To allay investor concerns regarding the demerger of its Hotels division demerger, ITC arranged an analyst call with brokerages recently. While the value unlocking owing to demerger of the Hotels business is unlikely to be material, Emkay Global said it see improvement in ITC’s returns profile, post demerger of hotel operations. It has a target of Rs 525 on ITC. Here are key takeaways from ITC's analyst meet as suggested by Emkay Global:
40% stake in new entity
ITC said retaining of 40 per cent stake in the new entity is to provide stability to the new entity, access to goodwill, brand assets and domain expertise, and comfort to stakeholders, including partners and employees. Going ahead, any further stake dilution will be the decision of the board and contingent on the situation at that point in time.
Demerger: Tax neutral
ITC said the scheme of demerger is likely to be tax neutral for all parties — ITC, the new entity, and shareholders. The management noted no tax implication from the demerger, in compliance to all conditions (key conditions being same shareholder base and transfer at book value) set out in Section 2(19AA) of the Income Tax Act. On the capital gains front, the period of holding for shareholders will be measured from the time of investment in ITC. Also, there is no indirect tax implication with regard to the demerger.

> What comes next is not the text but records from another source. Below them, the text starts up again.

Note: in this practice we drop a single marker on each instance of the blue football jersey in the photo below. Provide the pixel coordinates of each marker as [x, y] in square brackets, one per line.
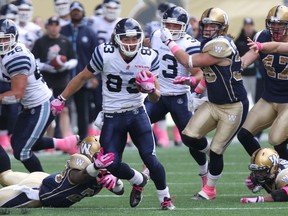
[276, 76]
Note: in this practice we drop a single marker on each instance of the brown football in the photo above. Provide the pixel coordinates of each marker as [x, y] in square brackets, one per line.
[58, 61]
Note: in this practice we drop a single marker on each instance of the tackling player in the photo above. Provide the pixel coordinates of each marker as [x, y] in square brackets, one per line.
[173, 96]
[80, 178]
[120, 64]
[272, 108]
[270, 172]
[18, 67]
[227, 107]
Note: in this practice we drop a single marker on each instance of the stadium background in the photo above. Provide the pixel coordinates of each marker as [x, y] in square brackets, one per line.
[236, 10]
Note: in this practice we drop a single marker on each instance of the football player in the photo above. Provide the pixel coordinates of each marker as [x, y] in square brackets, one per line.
[120, 63]
[25, 13]
[80, 178]
[227, 107]
[173, 96]
[18, 67]
[272, 108]
[270, 172]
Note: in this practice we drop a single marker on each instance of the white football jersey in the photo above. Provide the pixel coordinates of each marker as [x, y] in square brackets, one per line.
[21, 61]
[102, 28]
[169, 67]
[118, 77]
[34, 32]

Stamp duty cost not material
ITC said stamp duty will have cost implications, but unlikely to be material. Given that both, the new and old entities, will be residing in West Bengal, and approval has been asked from the West Bengal NCLT (post necessary approvals), there will be stamp duty pay out of 0.5 per cent of the fair market value of shares issued as consideration. With respect to properties in other states, the management noted there is a lower rate (rates are capped) for mergers and acquisitions, as such costs will not be material.
Royalty payments for brand usage
On usage of ITC brands, ITC will impose royalty, the rate of which is unlikely to be material. ITC looks to sustain business synergies on arm’s length basis.
No intention to increase stake in hotels biz
ITC is not looking to increase stake in Hotels via acquiring shares from selling shareholders. The management is clear that the shareholder will take an independent call, with respect to their holding in the new entity. ITC is not looking to buy-back shares from existing shareholders either.
Return profile to improve
Hotels demerger likely to help expansion of the Company’s returns profile. The management sees a 18-20 er cent points expansion in ROCE and a 10 per cent points expansion in ROIC, for FY23. The demerger of other segments will be a factor of: maturity of the business, business strategy, industry dynamics, and own state of evolution. The management does not rule out such possibilities, but noted minute evaluation of the pros and cons of the decision is needed.
Asset right strategy
Under the new entity, ITC is looking to pursue an asset right strategy, as devised in 2017. Under the management contract, the hotels division has added 18 properties in the last 16 months. Going ahead, the management sees the need for capex to be restricted to depreciation.
"However, if the need arises, the entity will be open to acquire any marquee property available for sale. As the new entity will have no debt or any large asset, the management believes the new entity entails both, a debt and equity position, to raise capital," Emkay Global said.
Talent support
Talent support likely to continue: The new entity will have strategic support from ITC which would comfort employees. The company continues to leverage cross-segment learnings for employees ahead, where the respective boards will facilitate the arrangement. ITC has ESOP for employees; once an employee transfers, the new company would determine the terms of the scheme. Benefits accrued will not be less favourable than those at present; they will be equivalent or better in the new entity.